Sahara Comparisons

Openstack Sahara vs. Azure HDInsight, Amazon EMR, and Google Dataproc

The following is a comparison of three “managed Hadoop” cloud offerings (Microsoft’s Azure HDInsight, Amazon’s Elastic MapReduce “EMR”, and Google’s Dataproc) to each other and to Openstack Sahara.

There are some obvious/basic similarities, like the fact that they are dynamically scaled (change the size of the cluster at any time) Hadoop-as-a-Service. However, each platform has its nuances:

Microsoft Azure HDInsight

HDInsight is notable in that it runs a distribution of Hadoop from Hortonworks, rather than the “pure” Apache version. Upon configuration, there is a choice between Hadoop, HBase, Storm, Spark, or R Server– running on Ubuntu by default, but interestingly enough with the option of Windows Server.

The addition of Windows Server is a nice bonus for those who want to write MapReduce programs in .NET rather than in Java.

You then choose your data source, number of nodes, and hardware specifications. In my own experience with deploying an HDInsight cluster, it is the slowest choice – allow 15 minutes to get up and running.

Once deployed, SSH and Ambari (via the web interface or REST API) are already preconfigured and started, allowing you to run Hadoop tasks. Input and output data from Hadoop is all stored in Azure blobs, which allow for faster write times than regular HDFS. Excel 2010 and newer can also push/pull data direct from HDInsight.

Amazon EMR

EMR runs the standard Apache distribution of Hadoop. There is a choice between Core Hadoop, HBase, Presto-Sandbox, and Spark during setup and then the usual process of choosing your data source, number of nodes, and hardware specifications.

Deployment is fast, taking no more than 10 minutes (and probably less). You can then control your cluster via SSH (your nodes run Debian) or REST API.

Notably, there are no Hadoop web interfaces open by default; however, there is an option to “add step” from the AWS web console which is an easy way to run Hadoop tasks (MapReduce jars, Hive scripts, etc.).

Storage is typically in an S3 bucket, but you can also use DynamoDB.

One unique feature of EMR is the option to use Cloudera’s Impala query language instead of Hive.

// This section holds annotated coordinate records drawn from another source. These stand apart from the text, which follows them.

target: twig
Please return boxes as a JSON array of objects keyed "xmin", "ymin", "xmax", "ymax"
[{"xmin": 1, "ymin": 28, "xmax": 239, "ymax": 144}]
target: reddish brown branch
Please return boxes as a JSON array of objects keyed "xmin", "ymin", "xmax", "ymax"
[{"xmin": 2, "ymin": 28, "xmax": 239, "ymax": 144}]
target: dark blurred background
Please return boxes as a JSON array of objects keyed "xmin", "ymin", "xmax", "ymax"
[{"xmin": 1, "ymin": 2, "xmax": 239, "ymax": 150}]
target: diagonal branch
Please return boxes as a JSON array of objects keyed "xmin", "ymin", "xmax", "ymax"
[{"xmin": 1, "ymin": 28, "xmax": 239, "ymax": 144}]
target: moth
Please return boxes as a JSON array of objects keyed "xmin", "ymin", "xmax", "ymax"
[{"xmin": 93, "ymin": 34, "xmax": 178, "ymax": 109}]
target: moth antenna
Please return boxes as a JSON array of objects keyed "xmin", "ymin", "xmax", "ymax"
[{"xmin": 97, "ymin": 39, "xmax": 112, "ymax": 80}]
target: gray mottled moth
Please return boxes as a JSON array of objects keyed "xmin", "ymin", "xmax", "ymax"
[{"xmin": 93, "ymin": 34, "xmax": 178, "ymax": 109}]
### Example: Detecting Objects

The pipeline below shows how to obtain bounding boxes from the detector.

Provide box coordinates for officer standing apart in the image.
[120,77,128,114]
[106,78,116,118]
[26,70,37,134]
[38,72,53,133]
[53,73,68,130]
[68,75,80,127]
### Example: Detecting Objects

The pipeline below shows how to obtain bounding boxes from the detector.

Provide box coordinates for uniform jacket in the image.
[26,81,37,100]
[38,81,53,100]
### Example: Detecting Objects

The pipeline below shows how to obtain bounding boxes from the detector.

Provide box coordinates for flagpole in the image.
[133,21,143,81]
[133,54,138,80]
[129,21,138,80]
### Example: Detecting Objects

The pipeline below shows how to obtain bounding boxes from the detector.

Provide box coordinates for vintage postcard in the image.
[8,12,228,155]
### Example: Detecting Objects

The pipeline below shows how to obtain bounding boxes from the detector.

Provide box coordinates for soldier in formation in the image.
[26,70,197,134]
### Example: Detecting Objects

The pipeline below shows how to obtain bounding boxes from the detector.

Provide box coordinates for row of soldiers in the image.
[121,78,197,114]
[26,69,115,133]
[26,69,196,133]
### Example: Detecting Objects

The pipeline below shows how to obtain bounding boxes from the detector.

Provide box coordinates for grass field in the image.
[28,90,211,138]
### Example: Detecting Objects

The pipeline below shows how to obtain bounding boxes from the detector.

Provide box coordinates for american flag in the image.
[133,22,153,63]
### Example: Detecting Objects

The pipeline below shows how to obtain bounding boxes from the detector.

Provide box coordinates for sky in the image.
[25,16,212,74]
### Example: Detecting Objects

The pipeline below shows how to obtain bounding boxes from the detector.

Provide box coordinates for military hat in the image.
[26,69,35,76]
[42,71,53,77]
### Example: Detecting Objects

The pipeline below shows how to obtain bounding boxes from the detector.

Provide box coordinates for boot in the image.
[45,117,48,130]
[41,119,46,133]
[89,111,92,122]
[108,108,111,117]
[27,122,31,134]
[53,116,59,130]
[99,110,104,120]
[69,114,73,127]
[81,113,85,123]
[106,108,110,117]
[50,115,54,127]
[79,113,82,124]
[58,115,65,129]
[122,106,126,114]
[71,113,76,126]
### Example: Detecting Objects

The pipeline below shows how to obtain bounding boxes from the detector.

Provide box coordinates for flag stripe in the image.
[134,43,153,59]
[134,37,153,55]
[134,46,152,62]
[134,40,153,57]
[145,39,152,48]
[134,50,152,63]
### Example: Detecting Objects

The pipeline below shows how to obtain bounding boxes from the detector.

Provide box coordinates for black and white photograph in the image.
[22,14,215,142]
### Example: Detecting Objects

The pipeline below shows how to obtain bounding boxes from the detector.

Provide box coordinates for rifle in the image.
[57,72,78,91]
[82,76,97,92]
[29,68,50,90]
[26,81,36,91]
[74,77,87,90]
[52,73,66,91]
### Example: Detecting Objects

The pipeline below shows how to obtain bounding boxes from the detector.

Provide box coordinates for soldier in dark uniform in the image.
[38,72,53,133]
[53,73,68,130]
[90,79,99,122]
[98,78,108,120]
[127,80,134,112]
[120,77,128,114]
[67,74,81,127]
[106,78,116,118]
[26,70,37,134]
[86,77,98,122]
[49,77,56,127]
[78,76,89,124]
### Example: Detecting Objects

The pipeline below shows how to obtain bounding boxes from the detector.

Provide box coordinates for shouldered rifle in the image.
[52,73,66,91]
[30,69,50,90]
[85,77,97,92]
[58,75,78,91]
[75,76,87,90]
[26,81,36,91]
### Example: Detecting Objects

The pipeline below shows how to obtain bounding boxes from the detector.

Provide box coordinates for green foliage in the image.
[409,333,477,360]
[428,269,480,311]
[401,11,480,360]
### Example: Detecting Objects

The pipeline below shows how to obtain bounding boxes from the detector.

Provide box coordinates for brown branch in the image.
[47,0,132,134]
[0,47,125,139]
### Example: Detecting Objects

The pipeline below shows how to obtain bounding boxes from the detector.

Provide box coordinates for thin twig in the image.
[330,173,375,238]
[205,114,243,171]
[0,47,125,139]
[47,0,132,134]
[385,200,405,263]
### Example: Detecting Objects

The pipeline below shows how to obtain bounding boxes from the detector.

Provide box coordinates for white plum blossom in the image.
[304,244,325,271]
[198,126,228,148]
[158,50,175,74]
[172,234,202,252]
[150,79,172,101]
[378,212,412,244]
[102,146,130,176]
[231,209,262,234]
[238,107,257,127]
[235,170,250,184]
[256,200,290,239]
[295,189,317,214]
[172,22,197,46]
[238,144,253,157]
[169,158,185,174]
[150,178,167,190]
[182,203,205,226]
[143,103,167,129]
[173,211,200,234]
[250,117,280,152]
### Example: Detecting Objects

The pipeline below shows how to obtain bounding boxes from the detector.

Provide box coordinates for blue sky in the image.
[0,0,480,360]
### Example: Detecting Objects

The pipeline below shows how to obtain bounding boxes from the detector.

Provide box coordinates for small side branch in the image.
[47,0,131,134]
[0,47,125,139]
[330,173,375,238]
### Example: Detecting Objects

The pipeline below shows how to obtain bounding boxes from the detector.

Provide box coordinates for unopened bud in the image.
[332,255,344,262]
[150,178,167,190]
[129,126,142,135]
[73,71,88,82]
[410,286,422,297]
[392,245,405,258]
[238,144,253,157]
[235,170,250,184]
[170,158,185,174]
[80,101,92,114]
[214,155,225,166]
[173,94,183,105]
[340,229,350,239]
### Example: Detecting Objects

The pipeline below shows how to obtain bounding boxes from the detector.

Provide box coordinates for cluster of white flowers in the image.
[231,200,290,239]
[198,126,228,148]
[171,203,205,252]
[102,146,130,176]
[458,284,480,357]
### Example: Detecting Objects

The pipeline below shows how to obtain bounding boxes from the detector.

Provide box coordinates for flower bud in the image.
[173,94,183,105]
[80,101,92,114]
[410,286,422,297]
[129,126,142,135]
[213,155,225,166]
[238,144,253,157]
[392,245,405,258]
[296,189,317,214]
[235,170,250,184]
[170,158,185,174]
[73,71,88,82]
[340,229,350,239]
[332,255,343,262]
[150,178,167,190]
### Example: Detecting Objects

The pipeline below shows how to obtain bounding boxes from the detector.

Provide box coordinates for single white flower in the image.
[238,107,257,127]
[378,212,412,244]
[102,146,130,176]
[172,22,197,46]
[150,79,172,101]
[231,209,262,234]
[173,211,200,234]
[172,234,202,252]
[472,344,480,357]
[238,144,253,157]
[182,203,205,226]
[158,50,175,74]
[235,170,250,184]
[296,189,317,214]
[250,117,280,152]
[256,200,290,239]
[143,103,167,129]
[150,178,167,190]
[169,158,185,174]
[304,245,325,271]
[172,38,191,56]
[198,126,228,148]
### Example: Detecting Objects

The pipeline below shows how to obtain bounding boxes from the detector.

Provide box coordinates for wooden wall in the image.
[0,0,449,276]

Amazon also claims excellent load balancing ability. (This is related to the “E” for “elastic” in Amazon EMR and EC2.)

Google Dataproc

Dataproc also runs the standard Apache distribution of Hadoop. The only choices presented during deployment deal with data source, number of nodes, and hardware specifications.

In my experience, Dataproc has the fastest deployments. (Still allow up to 10 minutes.) Nodes can be controlled over the standard SSH or REST API (a Python wrapper for the API allows you to accomplish some tasks).

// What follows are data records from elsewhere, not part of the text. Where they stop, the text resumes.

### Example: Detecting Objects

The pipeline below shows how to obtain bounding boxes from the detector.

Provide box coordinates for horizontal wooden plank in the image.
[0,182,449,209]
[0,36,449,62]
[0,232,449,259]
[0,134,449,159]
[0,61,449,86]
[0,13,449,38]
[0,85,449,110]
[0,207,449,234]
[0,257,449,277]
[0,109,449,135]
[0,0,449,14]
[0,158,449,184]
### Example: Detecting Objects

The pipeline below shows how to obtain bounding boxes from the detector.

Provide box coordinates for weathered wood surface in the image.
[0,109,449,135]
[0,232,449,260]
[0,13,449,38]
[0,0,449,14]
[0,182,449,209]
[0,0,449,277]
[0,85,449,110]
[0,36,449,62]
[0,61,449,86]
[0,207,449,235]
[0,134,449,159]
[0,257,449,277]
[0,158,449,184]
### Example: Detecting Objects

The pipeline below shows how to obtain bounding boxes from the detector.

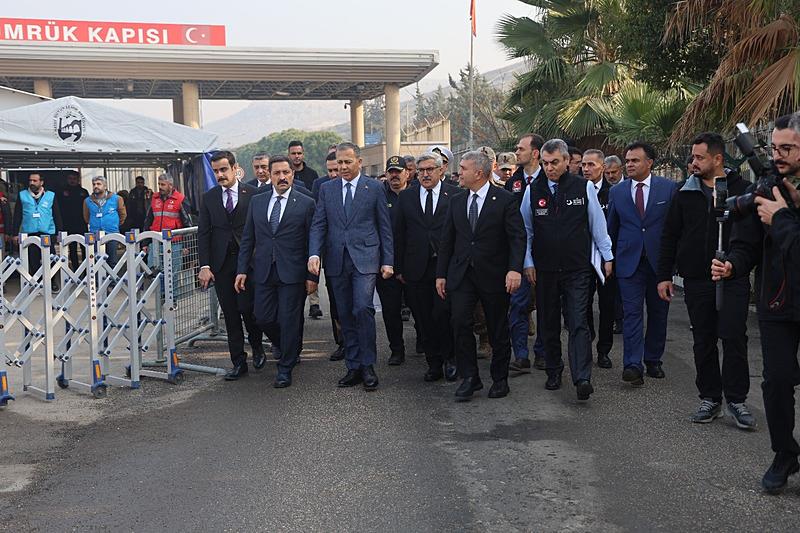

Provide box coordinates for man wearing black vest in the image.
[581,150,619,368]
[436,151,525,401]
[197,151,266,381]
[520,139,614,401]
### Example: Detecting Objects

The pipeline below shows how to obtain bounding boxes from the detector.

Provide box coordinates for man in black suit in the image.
[394,153,462,382]
[197,151,265,381]
[236,156,319,388]
[247,152,270,188]
[436,151,526,401]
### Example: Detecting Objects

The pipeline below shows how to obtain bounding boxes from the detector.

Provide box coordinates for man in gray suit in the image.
[308,143,394,391]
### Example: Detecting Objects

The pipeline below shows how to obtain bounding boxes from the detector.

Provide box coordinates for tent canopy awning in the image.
[0,96,217,168]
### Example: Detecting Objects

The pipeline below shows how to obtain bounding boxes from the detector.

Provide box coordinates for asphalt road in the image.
[0,290,800,532]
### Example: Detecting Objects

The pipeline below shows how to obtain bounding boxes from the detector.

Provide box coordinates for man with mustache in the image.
[197,151,266,381]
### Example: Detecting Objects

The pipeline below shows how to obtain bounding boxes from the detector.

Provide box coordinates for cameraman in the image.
[711,113,800,493]
[658,132,758,430]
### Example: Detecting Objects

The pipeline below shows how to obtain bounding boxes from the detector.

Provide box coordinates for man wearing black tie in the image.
[436,151,526,401]
[236,156,318,388]
[197,151,265,381]
[394,152,461,382]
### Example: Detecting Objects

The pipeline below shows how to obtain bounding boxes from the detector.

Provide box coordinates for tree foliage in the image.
[233,129,342,180]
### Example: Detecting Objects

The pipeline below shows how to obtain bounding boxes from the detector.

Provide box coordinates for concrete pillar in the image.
[350,100,364,146]
[33,80,53,98]
[181,81,200,129]
[172,98,183,124]
[383,83,400,157]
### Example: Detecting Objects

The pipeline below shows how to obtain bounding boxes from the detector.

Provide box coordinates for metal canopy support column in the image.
[384,83,400,156]
[350,100,364,146]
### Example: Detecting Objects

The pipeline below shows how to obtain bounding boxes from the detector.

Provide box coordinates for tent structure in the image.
[0,96,217,169]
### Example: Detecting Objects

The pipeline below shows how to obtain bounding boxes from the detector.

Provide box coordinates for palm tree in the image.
[665,0,800,144]
[497,0,632,138]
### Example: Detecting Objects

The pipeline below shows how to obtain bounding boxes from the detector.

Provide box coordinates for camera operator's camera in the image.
[726,123,781,219]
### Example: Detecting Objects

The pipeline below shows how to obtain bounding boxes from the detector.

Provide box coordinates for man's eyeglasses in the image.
[769,144,798,157]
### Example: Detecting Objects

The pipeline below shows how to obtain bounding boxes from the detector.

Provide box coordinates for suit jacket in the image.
[197,183,256,272]
[436,182,527,292]
[308,174,394,276]
[607,176,678,278]
[256,180,314,199]
[238,187,318,283]
[394,182,464,281]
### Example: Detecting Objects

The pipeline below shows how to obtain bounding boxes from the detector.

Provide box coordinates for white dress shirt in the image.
[222,183,239,210]
[419,180,442,213]
[467,181,492,220]
[631,174,653,211]
[342,172,361,205]
[267,187,292,222]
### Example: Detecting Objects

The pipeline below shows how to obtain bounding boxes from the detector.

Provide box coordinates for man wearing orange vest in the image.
[144,174,192,298]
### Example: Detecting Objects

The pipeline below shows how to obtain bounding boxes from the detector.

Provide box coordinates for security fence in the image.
[0,227,224,406]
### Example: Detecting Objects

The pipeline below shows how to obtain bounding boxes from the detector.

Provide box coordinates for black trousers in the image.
[375,276,406,353]
[683,278,750,403]
[255,263,306,372]
[536,269,596,384]
[447,267,511,381]
[214,254,264,366]
[323,269,342,346]
[758,320,800,455]
[586,276,619,355]
[405,258,455,370]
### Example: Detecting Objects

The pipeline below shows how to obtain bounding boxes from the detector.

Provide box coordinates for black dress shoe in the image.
[622,366,644,387]
[444,361,458,383]
[489,379,510,398]
[361,365,378,391]
[253,350,267,370]
[761,452,800,494]
[389,351,406,366]
[272,374,292,389]
[575,379,594,402]
[422,368,444,383]
[328,344,344,361]
[544,372,561,390]
[456,376,483,402]
[508,357,531,374]
[646,363,667,379]
[338,368,364,387]
[225,363,247,381]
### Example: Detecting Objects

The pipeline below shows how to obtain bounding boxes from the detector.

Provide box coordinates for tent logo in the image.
[53,105,86,144]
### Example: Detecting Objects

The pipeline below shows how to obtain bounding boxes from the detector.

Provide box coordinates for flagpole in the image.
[468,7,475,150]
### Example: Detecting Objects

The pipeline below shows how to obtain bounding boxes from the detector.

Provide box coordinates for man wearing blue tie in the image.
[608,142,677,387]
[308,143,394,391]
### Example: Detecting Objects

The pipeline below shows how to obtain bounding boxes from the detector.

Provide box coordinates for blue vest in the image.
[84,193,119,233]
[19,189,56,235]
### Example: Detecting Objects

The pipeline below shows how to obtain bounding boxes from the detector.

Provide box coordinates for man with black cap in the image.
[375,155,408,365]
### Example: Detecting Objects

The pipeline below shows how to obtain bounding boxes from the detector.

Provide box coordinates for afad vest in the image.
[19,189,56,235]
[150,191,186,231]
[85,193,119,233]
[530,172,592,272]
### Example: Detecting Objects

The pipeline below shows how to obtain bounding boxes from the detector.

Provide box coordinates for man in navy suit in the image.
[308,143,394,390]
[236,156,318,388]
[608,142,677,386]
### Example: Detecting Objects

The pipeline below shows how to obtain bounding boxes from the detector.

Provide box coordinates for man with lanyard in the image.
[14,172,63,291]
[83,176,127,268]
[505,133,545,373]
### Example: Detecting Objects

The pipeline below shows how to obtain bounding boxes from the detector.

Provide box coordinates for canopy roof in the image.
[0,96,217,168]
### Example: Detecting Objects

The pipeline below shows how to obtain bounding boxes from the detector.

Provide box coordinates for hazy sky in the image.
[2,0,534,123]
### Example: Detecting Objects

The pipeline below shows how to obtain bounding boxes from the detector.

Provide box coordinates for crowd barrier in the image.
[0,227,225,406]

There is also a form on the Google Cloud web console called “submit job” to run Hadoop tasks like MapReduce jars, Hive scripts, etc. Data must be stored in Google Cloud Storage.

A very unique and useful feature of Dataproc is that any view or form in web console can be translated to the equivalent REST request or response.

Shortcomings of Azure, Amazon, and Google offerings

It is worth noting that one feature that none of the three offer is the ability to make “snapshots” of the nodes/VMs.

Rather than configure the software on one node and “freeze” it as a template, one must instead write bash scripts (known as script/bootstrap/installation “actions”) to be run upon the deployment of a new node.

Cost comparison of Azure, Amazon, and Google offerings

Sample costs

Tasked with crunching 50TB of data for 5 hours daily (from cheapest to most expensive):

  • Dataproc : 21-node cluster with 4 virtual cores, 15GB of RAM, and 80GB of SSD disk per node → $2154.40
  • EMR : 21-node cluster with 4 cores, 15GB RAM, and 2x40 GB SSD storage per node → $2613.27
  • HDInsight (closest equivalent): 20-node cluster with 4 cores, 14GB RAM, and 200GB disk per node → $3261.33

Note that Dataproc and HDInsight will in practice bill by the minute. EMR will end up charging a lot more as it rounds up to the whole hour.

Comparisons to Openstack Sahara

Openstack Sahara provides easy setup of “elastic Hadoop on demand” (very similar to the three services above) within an OpenStack environment. Clusters and nodes are configured via “templating”, a process unique to Sahara.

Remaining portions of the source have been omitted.